Les primaires écologistes se déroulent pour désigner le ou la candidat-e des Verts fin septembre. Au programme, 5 candidats dans un « Pôle Ecologiste » fondé par Europe Ecologie Les Verts (EELV).

E. Piolle, D. Batho, Y. Jadot, S. Rousseau et J.-M. Governatori, à Poitiers le 20 août 2021

Des candidats à géométrie variable

Le plus connu est Yannick Jadot. En 2017, il s’était retiré pour Hamon le candidat du PS. En 2019, il se disait prêt à des alliances avec la droite aux municipales, voulant dépasser les clivages gauche/droite et lors des universités d’été du MEDEF 2020, il a défendu le « capitalisme européen ». Delphine Batho, se présente comme une internationaliste et écologiste de gauche est une ancienne cadre du PS et ministre de Hollande, elle prône une décroissance radicale, sans dire comment les travailleurs auront encore un emploi. Elle est très réactionnaire sur les questions d’ordre et a participé à la manif des policiers en mai 2021.
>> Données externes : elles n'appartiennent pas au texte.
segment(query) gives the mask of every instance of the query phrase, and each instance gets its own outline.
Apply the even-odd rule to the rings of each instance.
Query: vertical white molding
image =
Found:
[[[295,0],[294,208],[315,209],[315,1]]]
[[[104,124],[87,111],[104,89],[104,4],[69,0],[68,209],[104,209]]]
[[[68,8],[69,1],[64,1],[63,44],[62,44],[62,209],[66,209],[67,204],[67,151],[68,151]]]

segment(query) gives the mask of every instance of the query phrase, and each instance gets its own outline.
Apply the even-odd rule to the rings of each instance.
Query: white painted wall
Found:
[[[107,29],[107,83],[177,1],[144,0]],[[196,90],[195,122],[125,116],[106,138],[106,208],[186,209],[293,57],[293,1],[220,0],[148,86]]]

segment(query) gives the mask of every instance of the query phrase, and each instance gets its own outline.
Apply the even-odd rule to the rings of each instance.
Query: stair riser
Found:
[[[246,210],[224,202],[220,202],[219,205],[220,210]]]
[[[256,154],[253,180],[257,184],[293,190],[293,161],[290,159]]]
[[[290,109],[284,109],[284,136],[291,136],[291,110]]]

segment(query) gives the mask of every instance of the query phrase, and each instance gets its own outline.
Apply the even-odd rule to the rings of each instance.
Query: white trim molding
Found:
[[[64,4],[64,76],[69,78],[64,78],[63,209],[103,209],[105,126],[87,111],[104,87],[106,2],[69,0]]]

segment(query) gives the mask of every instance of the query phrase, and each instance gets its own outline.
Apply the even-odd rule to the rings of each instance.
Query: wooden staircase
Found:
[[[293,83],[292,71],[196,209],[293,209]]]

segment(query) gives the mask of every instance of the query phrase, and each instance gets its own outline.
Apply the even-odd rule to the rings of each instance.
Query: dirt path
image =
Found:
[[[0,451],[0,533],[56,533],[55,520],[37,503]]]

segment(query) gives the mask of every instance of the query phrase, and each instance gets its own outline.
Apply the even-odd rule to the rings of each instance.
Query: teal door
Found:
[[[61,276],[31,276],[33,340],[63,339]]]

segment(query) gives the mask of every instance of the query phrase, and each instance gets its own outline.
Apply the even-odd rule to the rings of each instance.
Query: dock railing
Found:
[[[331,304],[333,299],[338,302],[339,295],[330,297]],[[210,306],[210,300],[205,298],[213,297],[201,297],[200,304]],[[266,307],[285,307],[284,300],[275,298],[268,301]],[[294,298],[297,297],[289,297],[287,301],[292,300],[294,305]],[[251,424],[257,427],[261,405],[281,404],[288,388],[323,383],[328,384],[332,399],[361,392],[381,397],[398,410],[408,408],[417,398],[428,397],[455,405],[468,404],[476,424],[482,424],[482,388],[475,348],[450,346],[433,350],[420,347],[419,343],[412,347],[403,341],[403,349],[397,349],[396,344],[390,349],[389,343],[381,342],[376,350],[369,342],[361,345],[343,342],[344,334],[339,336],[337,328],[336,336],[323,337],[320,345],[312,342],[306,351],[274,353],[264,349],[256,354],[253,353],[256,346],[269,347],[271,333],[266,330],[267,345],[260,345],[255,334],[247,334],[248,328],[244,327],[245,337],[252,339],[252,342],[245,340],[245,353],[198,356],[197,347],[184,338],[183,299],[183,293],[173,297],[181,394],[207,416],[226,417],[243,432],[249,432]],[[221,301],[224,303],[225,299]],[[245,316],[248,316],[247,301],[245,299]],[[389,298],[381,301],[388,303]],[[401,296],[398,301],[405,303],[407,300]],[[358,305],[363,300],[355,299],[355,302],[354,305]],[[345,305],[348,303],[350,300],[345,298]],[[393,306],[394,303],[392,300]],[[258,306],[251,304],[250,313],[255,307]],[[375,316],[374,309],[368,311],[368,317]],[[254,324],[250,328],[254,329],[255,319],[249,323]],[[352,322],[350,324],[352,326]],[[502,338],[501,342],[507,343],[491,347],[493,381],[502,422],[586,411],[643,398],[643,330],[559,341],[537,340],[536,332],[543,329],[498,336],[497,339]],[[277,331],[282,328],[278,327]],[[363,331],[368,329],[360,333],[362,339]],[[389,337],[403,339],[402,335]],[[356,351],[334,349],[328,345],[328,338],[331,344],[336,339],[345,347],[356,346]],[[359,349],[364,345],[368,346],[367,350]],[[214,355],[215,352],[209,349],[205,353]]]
Leur programme est donc loin d’être révolutionnaire. Eric Piolle, le maire de Grenoble et Sandrine Rousseau, se disent respectivement engagés pour les travailleurs, et pour les luttes sociales et féministes. Ils sont davantage la caution démocratique et sociale. Présents à l’université d’été de la France Insoumise, ils refusent de s’allier ou de se retirer face à Mélenchon, tout en essayant d’y grappiller des voix. Une force de gauche dite « radicale » serait trop pour eux. Le dernier candidat : Jean-Marc Governatori se présente « d’extrême -centre » (si, si !) et veut rassembler de la droite à la gauche modérées. Il a une fortune venant de son entreprise d’ameublement, qui n’avait d’ailleurs aucun engagement écologiste. Un peu loin de l’écologie, des travailleurs et du social, non ?

Démocratie à 2 €

Les 120 000 inscrits cette année auront payé 2 € et signé une charte pour désigner le gagnant. Certains pensent sincèrement que la primaire va permettre de choisir le meilleur candidat écolo, mais rien que le fait de faire payer et que n’importe qui puisse voter, en passant par internet, annule la possibilité de vrais débats sur le programme. Avec les primaires, les voix des militants ne comptent pas et finalement pas de débat chez les militants sur le programme, sur les points présentés ou savoir qui doit être candidat ou s’il ne serait pas mieux de s’allier, etc.

Au final, tant sur la méthode que sur le fond, cette primaire écologiste ne permet pas aujourd’hui d’avoir un vrai programme radical, démocratique et écologiste face à Macron et pour défendre l’environnement. Beaucoup se prétendent de gauche et finiront par s’allier avec le PS. Les militants et travailleurs n’ont rien à y gagner car cette écologie reste bien ancrée dans le capitalisme en laissant tout le pouvoir aux grandes entreprises et en faisant des mesures d’apparat.